Il cibo biologico sta diventando sempre più parte della cultura alimentare degli italiani, e non solo ovviamente. Secondo le rilevazioni di Coldiretti, presentate al Sana di Bologna, gli acquisti di cibo bio sono arrivati a 2,5 miliardi di euro, con una progressione su base annuale del 20 per cento. Tassi di crescita inimmaginabili per le vendite di cibo “generico”, che ormai viaggia su trend assolutamente stabili di fatturato, se non leggermente cedenti nei periodi di crisi. La grande distribuzione è sicuramente della partita: il disinteresse iniziale ha lasciato il posto a una presenza sempre più capillare tra le varie categorie merceologiche e l’Ismea stima che le vendite in gdo abbiano passato gli 850 milioni annui, contribuendo per un buon 30% del totale.
Per il bio è quindi un momento d’oro anche in Italia, anche se i numeri sono ancora quelli di una nicchia evoluta, ma il nostro mercato ha scoperto più tardi di altri il mangiar senza pesticidi e fertilizzanti chimici: in Paesi come la Germania è infatti sbocciato ben prima, a causa probabilmente della maggiore attenzione dei tedeschi verso le tematiche di sostenibilità ambientali e green più in generale. Ma il trend si sta consolidando di anno in anno grazie ad una quota sempre crescente di famiglie che decidono di sostituire cibo tradizionale con prodotti bio, e anche il vino è diventato sensibile a questa novelle vague nelle abitudini alimentari. Anzi, l’Italia è leader mondiale nei vini biologici e ormai l’11% della superficie vitata (Sicilia, Puglia e Toscana le prime tre regioni) ha queste caratteristiche, con 1300 cantine bio certificate che vinificano 4,5 milioni di ettolitri l’anno. I tassi di crescita del consumo di vini bio sono decisamente buoni e superiori al 5% l’anno in un mercato in lenta ma costante decrescita da anni. Anche l’export non è da meno e, ad esempio, una bottiglia su tre di vino bio che entra negli Stati Uniti è italiana. “La qualità del vino bio in questi ultimi anni è nettamente aumentata a detta di esperti enologi e consumatori – afferma Vincenzo Vizioli, presidente Aiab, Associazione italiana agricoltura biologica – basti pensare che il 49% dei consumatori ritiene che sia di qualita’ superiore rispetto ai convenzionali’”.
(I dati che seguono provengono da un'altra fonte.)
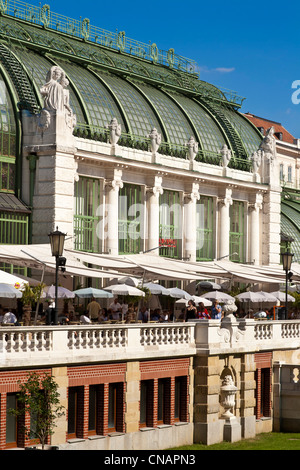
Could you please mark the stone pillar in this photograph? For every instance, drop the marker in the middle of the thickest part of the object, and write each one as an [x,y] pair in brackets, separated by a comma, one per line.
[255,230]
[190,242]
[224,223]
[247,398]
[112,187]
[207,426]
[153,214]
[60,375]
[132,397]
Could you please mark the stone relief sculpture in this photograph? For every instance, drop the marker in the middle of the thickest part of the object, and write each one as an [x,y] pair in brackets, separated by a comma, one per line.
[256,160]
[226,155]
[114,131]
[56,98]
[193,148]
[268,145]
[155,140]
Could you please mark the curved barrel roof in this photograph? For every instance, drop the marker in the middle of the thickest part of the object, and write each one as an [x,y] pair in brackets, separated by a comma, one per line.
[160,91]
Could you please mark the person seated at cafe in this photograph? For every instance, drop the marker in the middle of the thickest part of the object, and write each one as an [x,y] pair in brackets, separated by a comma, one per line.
[191,311]
[203,312]
[84,319]
[10,317]
[164,316]
[130,315]
[93,309]
[115,309]
[143,315]
[155,316]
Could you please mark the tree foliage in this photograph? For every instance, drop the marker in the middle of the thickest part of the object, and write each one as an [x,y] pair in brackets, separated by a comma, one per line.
[39,397]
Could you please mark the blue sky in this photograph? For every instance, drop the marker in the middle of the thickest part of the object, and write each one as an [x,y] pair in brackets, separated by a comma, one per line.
[251,47]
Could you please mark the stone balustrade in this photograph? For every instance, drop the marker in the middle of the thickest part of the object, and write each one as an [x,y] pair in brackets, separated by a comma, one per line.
[48,345]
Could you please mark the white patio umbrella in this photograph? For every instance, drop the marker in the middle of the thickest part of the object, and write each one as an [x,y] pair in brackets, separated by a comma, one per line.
[197,300]
[9,292]
[89,292]
[281,296]
[251,297]
[268,297]
[62,292]
[156,289]
[208,285]
[12,279]
[124,289]
[179,293]
[217,295]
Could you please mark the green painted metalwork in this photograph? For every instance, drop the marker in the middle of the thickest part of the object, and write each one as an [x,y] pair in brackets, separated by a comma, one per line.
[205,229]
[170,222]
[130,220]
[237,232]
[86,215]
[13,228]
[82,29]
Tutto il movimento del bio trova terreno fertile nell’export: nel 2014 le vendite oltreconfine di prodotti agroalimentari di questa tipologia sono state pari a 1,4 miliardi di euro (+12,7%). Dal 2008 la crescita è stata del 337%. Numeri dell’Osservatorio Sana curato da Nomisma. La propensione all’export delle aziende bio è forte: il 24% del fatturato raggiunge i mercati internazionali, a fronte di un 18% medio delle aziende agroalimentari italiane. L’80% delle 150 imprese studiate fa vendite all’estero. Forte crescita anche per gli espositori al Salone del biologico di Bologna: nel 2015 sono stati 700, in aumento del 25%, con un boom di buyer esteri accreditati. Ben il 45% in più che nella scorsa edizione, a confermare che il biologico è forse il settore sul quali più di tutti – produttori e trasformatori – devono puntare per allargare i confini delle loro vendite. Del resto, ci sono enormi mercati quali Cina e India che chiedono cibo sicuro per fronteggiare gli scandali alimentari periodici, e il bio più essere una risposta di valore a questi bisogni. L’importante è non rovinare questi trend con eventuali pecche nostrane nelle certificazioni e controlli.